Comes from private collection.
In the mid-1960s, Brother Max was noticeably looking for subjects with emotional content. Someone told him that he found no tragedy in his work and that worried him. So just look in reading material and in the events of the time. He depicts them, paints, draws: refugees and war violence, fear and victims of body and mind.
Brother Max:
Victor van Meerbeeck joined the congregation of the Brothers of Charity in Ghent in 1922 and took the monastic name Maximinus or Max. From 1929 he took drawing lessons at the Higher Institute Sint-Lucas in Ghent, where he graduated in 1935. He then continued to train under the guidance of Gust De Smet.

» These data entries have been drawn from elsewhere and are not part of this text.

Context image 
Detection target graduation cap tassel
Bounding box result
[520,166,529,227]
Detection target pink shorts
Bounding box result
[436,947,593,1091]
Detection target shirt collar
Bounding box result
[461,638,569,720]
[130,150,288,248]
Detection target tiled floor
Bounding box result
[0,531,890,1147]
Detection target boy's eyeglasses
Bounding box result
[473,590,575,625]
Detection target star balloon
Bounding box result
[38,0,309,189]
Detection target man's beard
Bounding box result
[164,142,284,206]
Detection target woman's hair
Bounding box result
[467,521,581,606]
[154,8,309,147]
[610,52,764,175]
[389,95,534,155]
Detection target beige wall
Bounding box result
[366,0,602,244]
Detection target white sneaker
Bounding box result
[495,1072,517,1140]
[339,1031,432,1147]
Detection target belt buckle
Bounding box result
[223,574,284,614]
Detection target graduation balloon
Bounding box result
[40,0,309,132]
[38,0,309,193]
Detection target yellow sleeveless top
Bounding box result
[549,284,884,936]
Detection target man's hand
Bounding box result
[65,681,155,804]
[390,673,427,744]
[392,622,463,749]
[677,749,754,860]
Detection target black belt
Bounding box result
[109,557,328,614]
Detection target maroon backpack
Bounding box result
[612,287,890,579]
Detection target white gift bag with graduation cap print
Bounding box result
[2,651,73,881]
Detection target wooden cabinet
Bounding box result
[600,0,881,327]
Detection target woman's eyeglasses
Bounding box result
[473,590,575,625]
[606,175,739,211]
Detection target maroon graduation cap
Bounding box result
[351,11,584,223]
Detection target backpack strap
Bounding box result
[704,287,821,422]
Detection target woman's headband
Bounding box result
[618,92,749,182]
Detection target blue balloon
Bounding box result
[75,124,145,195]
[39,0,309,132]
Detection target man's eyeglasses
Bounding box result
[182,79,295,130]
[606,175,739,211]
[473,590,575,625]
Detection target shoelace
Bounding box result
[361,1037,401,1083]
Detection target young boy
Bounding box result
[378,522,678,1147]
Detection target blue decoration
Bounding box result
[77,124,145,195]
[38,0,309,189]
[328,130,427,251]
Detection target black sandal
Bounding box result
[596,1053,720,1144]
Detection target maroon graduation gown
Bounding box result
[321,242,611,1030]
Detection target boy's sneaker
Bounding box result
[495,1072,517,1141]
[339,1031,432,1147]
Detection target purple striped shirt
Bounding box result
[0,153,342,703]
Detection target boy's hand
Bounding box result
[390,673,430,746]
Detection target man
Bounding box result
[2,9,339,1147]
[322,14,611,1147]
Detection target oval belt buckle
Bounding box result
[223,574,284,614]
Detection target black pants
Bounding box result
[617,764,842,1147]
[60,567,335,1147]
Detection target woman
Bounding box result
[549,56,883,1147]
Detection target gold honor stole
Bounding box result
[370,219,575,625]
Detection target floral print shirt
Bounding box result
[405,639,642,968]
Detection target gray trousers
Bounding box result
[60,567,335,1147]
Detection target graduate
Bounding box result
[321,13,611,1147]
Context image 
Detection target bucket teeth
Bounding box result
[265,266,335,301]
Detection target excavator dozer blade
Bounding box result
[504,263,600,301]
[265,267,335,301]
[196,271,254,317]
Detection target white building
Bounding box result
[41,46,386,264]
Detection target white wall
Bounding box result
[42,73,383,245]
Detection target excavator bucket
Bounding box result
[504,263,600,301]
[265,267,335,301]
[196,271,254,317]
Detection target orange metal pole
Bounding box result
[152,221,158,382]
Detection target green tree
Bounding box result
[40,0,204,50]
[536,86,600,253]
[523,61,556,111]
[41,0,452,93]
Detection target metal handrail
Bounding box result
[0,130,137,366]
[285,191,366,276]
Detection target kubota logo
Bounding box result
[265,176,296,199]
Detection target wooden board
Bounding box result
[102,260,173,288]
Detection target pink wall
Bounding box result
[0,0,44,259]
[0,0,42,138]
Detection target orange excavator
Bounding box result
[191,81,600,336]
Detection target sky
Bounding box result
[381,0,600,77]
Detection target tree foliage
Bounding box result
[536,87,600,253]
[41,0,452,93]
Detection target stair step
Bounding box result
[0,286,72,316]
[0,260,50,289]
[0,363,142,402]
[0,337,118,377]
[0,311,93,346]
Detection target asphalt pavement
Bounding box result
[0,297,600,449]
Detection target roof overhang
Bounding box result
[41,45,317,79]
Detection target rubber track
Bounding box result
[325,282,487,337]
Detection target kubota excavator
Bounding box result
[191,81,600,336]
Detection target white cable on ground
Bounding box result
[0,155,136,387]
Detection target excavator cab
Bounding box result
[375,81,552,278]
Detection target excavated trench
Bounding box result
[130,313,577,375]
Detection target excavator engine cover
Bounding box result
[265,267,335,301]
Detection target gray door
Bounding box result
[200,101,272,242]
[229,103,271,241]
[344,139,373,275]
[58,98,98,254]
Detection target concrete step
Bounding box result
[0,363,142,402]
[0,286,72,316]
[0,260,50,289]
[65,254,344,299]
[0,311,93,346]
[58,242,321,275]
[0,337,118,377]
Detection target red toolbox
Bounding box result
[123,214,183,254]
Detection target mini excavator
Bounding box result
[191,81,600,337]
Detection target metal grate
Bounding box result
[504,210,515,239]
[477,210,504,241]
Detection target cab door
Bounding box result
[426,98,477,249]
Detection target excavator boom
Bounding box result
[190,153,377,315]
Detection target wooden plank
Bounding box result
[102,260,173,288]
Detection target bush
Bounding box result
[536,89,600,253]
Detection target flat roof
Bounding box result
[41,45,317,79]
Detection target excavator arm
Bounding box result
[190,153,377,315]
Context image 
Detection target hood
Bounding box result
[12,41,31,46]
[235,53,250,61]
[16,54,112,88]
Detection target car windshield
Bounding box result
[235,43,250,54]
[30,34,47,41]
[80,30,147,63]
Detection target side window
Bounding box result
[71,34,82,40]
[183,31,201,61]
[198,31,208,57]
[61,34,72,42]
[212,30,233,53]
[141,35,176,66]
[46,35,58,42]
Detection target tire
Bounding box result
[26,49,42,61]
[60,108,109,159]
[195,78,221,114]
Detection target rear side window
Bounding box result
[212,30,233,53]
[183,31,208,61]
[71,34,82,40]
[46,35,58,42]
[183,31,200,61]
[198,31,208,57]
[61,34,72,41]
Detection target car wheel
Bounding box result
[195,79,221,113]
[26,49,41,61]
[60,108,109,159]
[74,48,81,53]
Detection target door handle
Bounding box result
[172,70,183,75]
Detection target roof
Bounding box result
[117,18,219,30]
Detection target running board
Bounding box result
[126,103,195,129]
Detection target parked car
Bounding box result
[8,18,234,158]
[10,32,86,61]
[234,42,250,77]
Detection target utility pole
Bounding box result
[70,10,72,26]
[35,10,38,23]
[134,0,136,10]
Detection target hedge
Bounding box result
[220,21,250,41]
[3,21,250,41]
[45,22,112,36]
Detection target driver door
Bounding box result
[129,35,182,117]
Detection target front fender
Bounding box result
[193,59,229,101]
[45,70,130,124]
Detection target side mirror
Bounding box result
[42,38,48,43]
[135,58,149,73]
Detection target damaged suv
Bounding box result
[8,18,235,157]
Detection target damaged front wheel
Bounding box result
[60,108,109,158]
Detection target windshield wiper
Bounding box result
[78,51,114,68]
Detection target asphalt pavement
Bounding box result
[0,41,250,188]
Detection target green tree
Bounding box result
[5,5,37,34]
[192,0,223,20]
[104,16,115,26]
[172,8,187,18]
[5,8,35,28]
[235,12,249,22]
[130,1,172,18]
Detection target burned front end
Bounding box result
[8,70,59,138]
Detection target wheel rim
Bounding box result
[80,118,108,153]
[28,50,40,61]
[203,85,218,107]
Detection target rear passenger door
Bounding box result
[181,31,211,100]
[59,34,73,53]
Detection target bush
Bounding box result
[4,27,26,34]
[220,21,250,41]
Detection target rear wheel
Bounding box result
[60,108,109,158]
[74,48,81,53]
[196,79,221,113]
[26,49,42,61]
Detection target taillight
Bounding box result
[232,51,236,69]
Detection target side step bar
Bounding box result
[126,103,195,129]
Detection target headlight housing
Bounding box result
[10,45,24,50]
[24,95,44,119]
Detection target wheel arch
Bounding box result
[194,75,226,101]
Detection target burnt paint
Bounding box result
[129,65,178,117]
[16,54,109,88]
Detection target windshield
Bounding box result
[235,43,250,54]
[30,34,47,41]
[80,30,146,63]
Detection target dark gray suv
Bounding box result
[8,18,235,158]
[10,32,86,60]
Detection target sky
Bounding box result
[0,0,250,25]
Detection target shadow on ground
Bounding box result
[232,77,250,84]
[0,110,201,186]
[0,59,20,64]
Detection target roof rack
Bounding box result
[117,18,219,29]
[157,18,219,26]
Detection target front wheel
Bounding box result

His first exhibition took place in Ghent in 1941 at the Ars art salon. In the period 1961-73 he exhibited in Antwerp, Ostend, Turnhout, Herentals, Hasselt, Lichtaart, Beringen, Leuven, Aalter, Tessenderlo, Kortrijk, Diest, Veurne and Duffel.
Max painted portraits, still lifes, landscapes and religious scenes (stations of the cross, Christ figures, icons). He signed his work with "br maximinus" and from 1955 with "br max".
Brother Max was a member of the Heikracht art circle in Neerpelt (together with Jos Geboers, Rik Hamblok, Ludo Laagland, among others) and of the Looise Art Circle Heidebloem, renamed "Kunstkring Tessenderlo" in 1970.
At the end of 1968, a "Retrospective Brother Max" took place in the Provincial Beguinage in Hasselt, on the occasion of his 65th birthday.
In 1972 he was appointed Knight in the Order of Leopold II.